Hz. Ömer’in Mezarı Nerede?

Ömer bin Hattab, hicretten 40 sene öncesinde, Mekke’de yaşanan Fil Vakası’ndan ise 3 sene sonrasında dünyaya gelmiştir. Babası Hattab bin Hufeyl, annesi ise bir rivayete göre Ebu Cehil’in kız kardeşi, diğer bir rivayete göre ise amcasının kızı Fatıma bin Haşam’dır.

Ömer bin Hattab’ın Hz. Ömer Oluşu

Ömer bin Hattab’ın Hz. Ömer olmadan önceki hayatına yönelik pek bir bilgi paylaşılmasa da, çocukluk döneminde babasının develerine çobanlık yaptığı, gençlik döneminde ise ticaret ile meşgul olduğu bilinmektedir. Hz. Muhammed’in halkını Allah’a iman etmeye ve putlardan yüz çevirmeye davet etmesini kabullenemeyen müşrikler tarafından Hz. Muhammed’i öldürmek üzere vazifelendirilen Ömer bin Hattab, bu vazife doğrultusunda çıkmış olduğu yolda kız kardeşinin evine gelmiştir. İçeride Kur’anı Kerim okuma seslerini duyan Ömer bin Hattab, duymuş olduğu bu sözlerden etkilenerek oracıkta İslamiyet ile müşerref olmuş ve Hz. Ömer haline gelmiştir.

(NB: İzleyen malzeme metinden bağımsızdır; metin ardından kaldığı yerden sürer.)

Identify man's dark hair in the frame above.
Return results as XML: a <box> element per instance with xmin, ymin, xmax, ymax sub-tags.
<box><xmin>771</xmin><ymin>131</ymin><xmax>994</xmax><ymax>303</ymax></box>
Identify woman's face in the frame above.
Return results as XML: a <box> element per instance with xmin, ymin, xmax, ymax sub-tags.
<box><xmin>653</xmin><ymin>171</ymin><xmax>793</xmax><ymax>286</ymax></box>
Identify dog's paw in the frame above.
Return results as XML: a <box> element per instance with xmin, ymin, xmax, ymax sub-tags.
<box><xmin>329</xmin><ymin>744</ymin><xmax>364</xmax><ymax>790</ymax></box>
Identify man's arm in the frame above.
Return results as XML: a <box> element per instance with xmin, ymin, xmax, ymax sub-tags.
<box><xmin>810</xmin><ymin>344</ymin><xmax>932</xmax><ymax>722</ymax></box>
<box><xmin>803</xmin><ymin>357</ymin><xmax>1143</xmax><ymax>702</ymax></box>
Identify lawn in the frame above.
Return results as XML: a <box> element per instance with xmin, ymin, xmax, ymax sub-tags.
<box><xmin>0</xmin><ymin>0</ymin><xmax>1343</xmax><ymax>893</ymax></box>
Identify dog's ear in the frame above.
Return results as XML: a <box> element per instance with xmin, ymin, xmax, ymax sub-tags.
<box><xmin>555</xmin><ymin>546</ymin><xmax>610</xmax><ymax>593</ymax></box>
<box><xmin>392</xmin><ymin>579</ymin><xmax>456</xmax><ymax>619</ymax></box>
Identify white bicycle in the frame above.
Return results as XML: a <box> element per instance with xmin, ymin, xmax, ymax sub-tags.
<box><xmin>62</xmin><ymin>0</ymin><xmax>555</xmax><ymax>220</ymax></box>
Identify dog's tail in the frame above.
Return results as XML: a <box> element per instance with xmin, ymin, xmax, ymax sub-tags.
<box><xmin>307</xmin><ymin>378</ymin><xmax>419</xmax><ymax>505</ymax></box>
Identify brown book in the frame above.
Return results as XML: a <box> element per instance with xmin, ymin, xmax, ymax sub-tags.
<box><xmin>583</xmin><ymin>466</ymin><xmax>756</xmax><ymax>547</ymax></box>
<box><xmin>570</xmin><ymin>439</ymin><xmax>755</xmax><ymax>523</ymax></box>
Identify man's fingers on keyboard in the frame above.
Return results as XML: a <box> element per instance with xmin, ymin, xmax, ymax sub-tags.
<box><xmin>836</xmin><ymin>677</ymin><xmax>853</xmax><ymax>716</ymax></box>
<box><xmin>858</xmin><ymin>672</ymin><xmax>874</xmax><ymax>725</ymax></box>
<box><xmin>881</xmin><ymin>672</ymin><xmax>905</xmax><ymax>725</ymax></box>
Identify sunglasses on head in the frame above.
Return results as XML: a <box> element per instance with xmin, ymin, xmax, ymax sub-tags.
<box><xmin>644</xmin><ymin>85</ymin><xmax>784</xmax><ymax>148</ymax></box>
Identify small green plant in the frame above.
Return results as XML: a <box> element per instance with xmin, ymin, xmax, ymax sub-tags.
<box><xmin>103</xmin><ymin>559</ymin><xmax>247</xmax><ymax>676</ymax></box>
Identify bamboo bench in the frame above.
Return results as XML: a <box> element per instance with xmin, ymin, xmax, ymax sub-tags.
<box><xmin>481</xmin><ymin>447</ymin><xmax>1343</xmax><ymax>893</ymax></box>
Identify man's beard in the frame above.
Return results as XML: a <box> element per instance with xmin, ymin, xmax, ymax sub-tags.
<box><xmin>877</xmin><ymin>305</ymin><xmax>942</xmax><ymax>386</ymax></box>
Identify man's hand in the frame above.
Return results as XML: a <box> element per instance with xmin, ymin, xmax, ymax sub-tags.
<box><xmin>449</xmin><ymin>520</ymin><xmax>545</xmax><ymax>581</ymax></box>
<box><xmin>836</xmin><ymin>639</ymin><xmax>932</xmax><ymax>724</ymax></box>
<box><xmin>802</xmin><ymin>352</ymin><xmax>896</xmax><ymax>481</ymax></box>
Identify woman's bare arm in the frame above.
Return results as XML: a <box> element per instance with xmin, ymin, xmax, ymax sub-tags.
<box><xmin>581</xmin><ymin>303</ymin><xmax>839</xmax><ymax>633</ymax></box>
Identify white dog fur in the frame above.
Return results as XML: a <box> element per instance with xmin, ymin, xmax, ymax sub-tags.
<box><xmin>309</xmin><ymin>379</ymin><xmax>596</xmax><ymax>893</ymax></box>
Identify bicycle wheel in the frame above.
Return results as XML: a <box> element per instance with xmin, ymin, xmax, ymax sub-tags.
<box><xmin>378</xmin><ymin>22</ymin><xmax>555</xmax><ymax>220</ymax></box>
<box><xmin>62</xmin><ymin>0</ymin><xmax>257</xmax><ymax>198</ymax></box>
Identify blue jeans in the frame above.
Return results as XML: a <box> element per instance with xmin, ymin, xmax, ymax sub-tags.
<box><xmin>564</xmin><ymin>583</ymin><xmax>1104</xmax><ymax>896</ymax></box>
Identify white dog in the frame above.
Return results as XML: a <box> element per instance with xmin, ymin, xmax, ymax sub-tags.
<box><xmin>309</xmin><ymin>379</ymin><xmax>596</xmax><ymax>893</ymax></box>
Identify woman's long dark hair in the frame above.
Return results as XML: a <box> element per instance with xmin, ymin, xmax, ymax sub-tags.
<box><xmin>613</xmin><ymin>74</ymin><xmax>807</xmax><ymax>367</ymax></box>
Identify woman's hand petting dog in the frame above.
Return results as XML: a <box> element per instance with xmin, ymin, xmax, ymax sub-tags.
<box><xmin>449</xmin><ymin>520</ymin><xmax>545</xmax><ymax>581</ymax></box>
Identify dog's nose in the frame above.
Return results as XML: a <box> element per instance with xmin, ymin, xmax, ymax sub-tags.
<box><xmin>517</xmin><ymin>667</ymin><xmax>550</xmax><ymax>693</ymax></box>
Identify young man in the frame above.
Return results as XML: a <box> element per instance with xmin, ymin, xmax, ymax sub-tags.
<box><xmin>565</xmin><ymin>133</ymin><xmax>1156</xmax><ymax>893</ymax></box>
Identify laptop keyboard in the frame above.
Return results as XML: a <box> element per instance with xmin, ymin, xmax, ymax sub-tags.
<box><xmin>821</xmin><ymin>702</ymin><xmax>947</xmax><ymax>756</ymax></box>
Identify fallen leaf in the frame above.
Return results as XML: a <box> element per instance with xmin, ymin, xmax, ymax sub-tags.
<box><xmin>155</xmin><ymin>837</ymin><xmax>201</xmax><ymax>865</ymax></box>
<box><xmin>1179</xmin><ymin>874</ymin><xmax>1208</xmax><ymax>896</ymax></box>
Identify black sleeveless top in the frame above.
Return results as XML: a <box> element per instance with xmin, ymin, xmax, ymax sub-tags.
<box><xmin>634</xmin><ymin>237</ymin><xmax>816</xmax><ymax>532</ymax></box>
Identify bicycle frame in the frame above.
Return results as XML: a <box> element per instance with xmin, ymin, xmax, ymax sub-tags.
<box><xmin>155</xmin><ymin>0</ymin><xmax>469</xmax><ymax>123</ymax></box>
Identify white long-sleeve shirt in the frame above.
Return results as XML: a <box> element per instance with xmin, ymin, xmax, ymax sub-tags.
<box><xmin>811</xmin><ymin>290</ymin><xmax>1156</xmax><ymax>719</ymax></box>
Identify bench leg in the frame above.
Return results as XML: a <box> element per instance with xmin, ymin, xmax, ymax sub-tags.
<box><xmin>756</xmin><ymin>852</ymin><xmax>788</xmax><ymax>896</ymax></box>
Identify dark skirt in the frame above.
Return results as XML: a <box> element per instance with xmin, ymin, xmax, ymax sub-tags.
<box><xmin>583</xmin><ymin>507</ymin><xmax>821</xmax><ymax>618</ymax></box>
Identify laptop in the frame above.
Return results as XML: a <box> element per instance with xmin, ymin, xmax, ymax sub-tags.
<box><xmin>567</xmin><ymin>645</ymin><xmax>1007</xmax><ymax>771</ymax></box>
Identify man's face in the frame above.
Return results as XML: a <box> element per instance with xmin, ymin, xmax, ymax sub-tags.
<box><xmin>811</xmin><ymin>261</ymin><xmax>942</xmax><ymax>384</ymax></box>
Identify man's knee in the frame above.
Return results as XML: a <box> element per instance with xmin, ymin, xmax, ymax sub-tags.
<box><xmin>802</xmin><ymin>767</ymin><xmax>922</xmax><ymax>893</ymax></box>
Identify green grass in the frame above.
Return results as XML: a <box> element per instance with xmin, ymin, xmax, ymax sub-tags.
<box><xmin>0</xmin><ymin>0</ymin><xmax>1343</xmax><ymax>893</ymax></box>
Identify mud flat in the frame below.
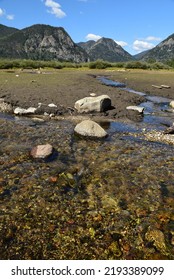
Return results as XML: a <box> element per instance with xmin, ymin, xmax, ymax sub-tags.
<box><xmin>0</xmin><ymin>70</ymin><xmax>174</xmax><ymax>260</ymax></box>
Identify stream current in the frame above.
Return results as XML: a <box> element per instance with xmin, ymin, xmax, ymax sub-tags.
<box><xmin>0</xmin><ymin>77</ymin><xmax>174</xmax><ymax>259</ymax></box>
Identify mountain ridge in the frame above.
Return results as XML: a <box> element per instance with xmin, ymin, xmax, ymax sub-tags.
<box><xmin>0</xmin><ymin>24</ymin><xmax>174</xmax><ymax>63</ymax></box>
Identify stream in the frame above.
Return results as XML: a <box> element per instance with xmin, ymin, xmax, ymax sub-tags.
<box><xmin>97</xmin><ymin>76</ymin><xmax>174</xmax><ymax>129</ymax></box>
<box><xmin>0</xmin><ymin>77</ymin><xmax>174</xmax><ymax>260</ymax></box>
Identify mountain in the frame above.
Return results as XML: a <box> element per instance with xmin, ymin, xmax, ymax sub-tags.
<box><xmin>78</xmin><ymin>37</ymin><xmax>133</xmax><ymax>62</ymax></box>
<box><xmin>0</xmin><ymin>24</ymin><xmax>88</xmax><ymax>62</ymax></box>
<box><xmin>137</xmin><ymin>34</ymin><xmax>174</xmax><ymax>62</ymax></box>
<box><xmin>0</xmin><ymin>24</ymin><xmax>18</xmax><ymax>38</ymax></box>
<box><xmin>133</xmin><ymin>50</ymin><xmax>149</xmax><ymax>60</ymax></box>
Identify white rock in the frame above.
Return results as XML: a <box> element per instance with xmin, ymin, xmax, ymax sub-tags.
<box><xmin>74</xmin><ymin>95</ymin><xmax>111</xmax><ymax>113</ymax></box>
<box><xmin>126</xmin><ymin>106</ymin><xmax>144</xmax><ymax>113</ymax></box>
<box><xmin>14</xmin><ymin>107</ymin><xmax>37</xmax><ymax>115</ymax></box>
<box><xmin>0</xmin><ymin>101</ymin><xmax>13</xmax><ymax>113</ymax></box>
<box><xmin>170</xmin><ymin>100</ymin><xmax>174</xmax><ymax>108</ymax></box>
<box><xmin>48</xmin><ymin>103</ymin><xmax>57</xmax><ymax>108</ymax></box>
<box><xmin>74</xmin><ymin>120</ymin><xmax>107</xmax><ymax>138</ymax></box>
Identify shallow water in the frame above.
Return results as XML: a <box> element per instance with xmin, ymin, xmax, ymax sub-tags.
<box><xmin>0</xmin><ymin>75</ymin><xmax>174</xmax><ymax>259</ymax></box>
<box><xmin>0</xmin><ymin>110</ymin><xmax>174</xmax><ymax>259</ymax></box>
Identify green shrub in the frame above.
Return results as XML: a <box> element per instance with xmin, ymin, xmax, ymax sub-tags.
<box><xmin>89</xmin><ymin>60</ymin><xmax>112</xmax><ymax>69</ymax></box>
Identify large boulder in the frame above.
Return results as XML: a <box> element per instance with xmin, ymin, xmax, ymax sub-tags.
<box><xmin>0</xmin><ymin>98</ymin><xmax>13</xmax><ymax>113</ymax></box>
<box><xmin>14</xmin><ymin>107</ymin><xmax>37</xmax><ymax>115</ymax></box>
<box><xmin>74</xmin><ymin>95</ymin><xmax>111</xmax><ymax>113</ymax></box>
<box><xmin>74</xmin><ymin>120</ymin><xmax>107</xmax><ymax>138</ymax></box>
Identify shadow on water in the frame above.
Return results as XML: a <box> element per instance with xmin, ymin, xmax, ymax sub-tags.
<box><xmin>97</xmin><ymin>76</ymin><xmax>174</xmax><ymax>130</ymax></box>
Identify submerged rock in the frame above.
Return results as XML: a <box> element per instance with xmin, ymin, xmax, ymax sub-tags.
<box><xmin>74</xmin><ymin>95</ymin><xmax>111</xmax><ymax>113</ymax></box>
<box><xmin>14</xmin><ymin>107</ymin><xmax>37</xmax><ymax>115</ymax></box>
<box><xmin>0</xmin><ymin>98</ymin><xmax>13</xmax><ymax>113</ymax></box>
<box><xmin>170</xmin><ymin>100</ymin><xmax>174</xmax><ymax>108</ymax></box>
<box><xmin>74</xmin><ymin>120</ymin><xmax>107</xmax><ymax>138</ymax></box>
<box><xmin>126</xmin><ymin>106</ymin><xmax>144</xmax><ymax>114</ymax></box>
<box><xmin>30</xmin><ymin>144</ymin><xmax>53</xmax><ymax>159</ymax></box>
<box><xmin>145</xmin><ymin>228</ymin><xmax>166</xmax><ymax>254</ymax></box>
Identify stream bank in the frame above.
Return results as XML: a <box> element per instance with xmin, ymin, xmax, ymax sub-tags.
<box><xmin>0</xmin><ymin>70</ymin><xmax>174</xmax><ymax>260</ymax></box>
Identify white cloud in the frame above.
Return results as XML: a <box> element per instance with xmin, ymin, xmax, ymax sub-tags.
<box><xmin>133</xmin><ymin>40</ymin><xmax>155</xmax><ymax>52</ymax></box>
<box><xmin>0</xmin><ymin>8</ymin><xmax>14</xmax><ymax>20</ymax></box>
<box><xmin>0</xmin><ymin>8</ymin><xmax>5</xmax><ymax>17</ymax></box>
<box><xmin>85</xmin><ymin>33</ymin><xmax>102</xmax><ymax>41</ymax></box>
<box><xmin>115</xmin><ymin>40</ymin><xmax>128</xmax><ymax>47</ymax></box>
<box><xmin>7</xmin><ymin>15</ymin><xmax>14</xmax><ymax>20</ymax></box>
<box><xmin>145</xmin><ymin>36</ymin><xmax>161</xmax><ymax>41</ymax></box>
<box><xmin>45</xmin><ymin>0</ymin><xmax>66</xmax><ymax>18</ymax></box>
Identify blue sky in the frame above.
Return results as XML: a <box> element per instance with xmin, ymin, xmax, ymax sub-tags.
<box><xmin>0</xmin><ymin>0</ymin><xmax>174</xmax><ymax>54</ymax></box>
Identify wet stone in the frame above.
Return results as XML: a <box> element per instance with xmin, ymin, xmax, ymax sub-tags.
<box><xmin>30</xmin><ymin>144</ymin><xmax>53</xmax><ymax>159</ymax></box>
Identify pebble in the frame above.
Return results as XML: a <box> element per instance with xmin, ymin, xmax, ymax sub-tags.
<box><xmin>30</xmin><ymin>144</ymin><xmax>53</xmax><ymax>159</ymax></box>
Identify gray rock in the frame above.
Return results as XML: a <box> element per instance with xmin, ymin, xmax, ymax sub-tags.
<box><xmin>0</xmin><ymin>98</ymin><xmax>13</xmax><ymax>113</ymax></box>
<box><xmin>30</xmin><ymin>144</ymin><xmax>53</xmax><ymax>159</ymax></box>
<box><xmin>14</xmin><ymin>107</ymin><xmax>37</xmax><ymax>115</ymax></box>
<box><xmin>74</xmin><ymin>95</ymin><xmax>111</xmax><ymax>113</ymax></box>
<box><xmin>126</xmin><ymin>106</ymin><xmax>144</xmax><ymax>114</ymax></box>
<box><xmin>74</xmin><ymin>120</ymin><xmax>107</xmax><ymax>138</ymax></box>
<box><xmin>170</xmin><ymin>100</ymin><xmax>174</xmax><ymax>108</ymax></box>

Hz. Ömer’in hayatına ve kişiliğine yönelik en bilindik şey, adaletli ve kudretli oluşudur. Adeta adleti ve kudreti ile dünyaya nam salmış olan Hz Ömer, ayrıca Hz. Ebu Bekir’in ardından gelen ikinci Halife’dir. Halifeliği döneminde Bizans gibi nadiren mağlubiyet görmüş olan devleti mağlubiyete uğratmış, pek çok devlet ile savaşlar düzenleyerek kazanmış ve pek çok toprağı da İslam sınırları içerisine dahil etmiştir.

Hz. Ömer’in Vefatı ve Defnedildiği Yer

Miladi takvime göre 1 Kadım 644’te şehit olan Hz. Ömer, gayrimüslüm bir köle tarafından, bir sabah namazı safında mescitte almış olduğu ölümcül darbenin neticesinde dar’ul fena’dan, dar’ul beka’ya göç etmiştir. Vefatından önce oğlu Abdullah ile Hz. Muhammed (a.s.) eşi Hz. Aişe’ye haber göndermiş ve kabri Mescid-i Nebevi’de yer alan Hz. Muhammed’in yanına defnedilmesi için izin vermesini istemiştir. Hz. Aişe ise Hz. Muhammed’in yanındaki o boş kabri kendisi için ayırdığını, lakin Hz. Ömer’e nasip olacağını ifade ederek müsaade buyurmuştur.

Bugün Hz. Ömer’in mezarı Suudi Arabistan’ın Medine şehrinde yer alan Mescid-i Nebevi’nin içerisinde, Hz. Muhammed (a.s.) hemen yanı başındadır.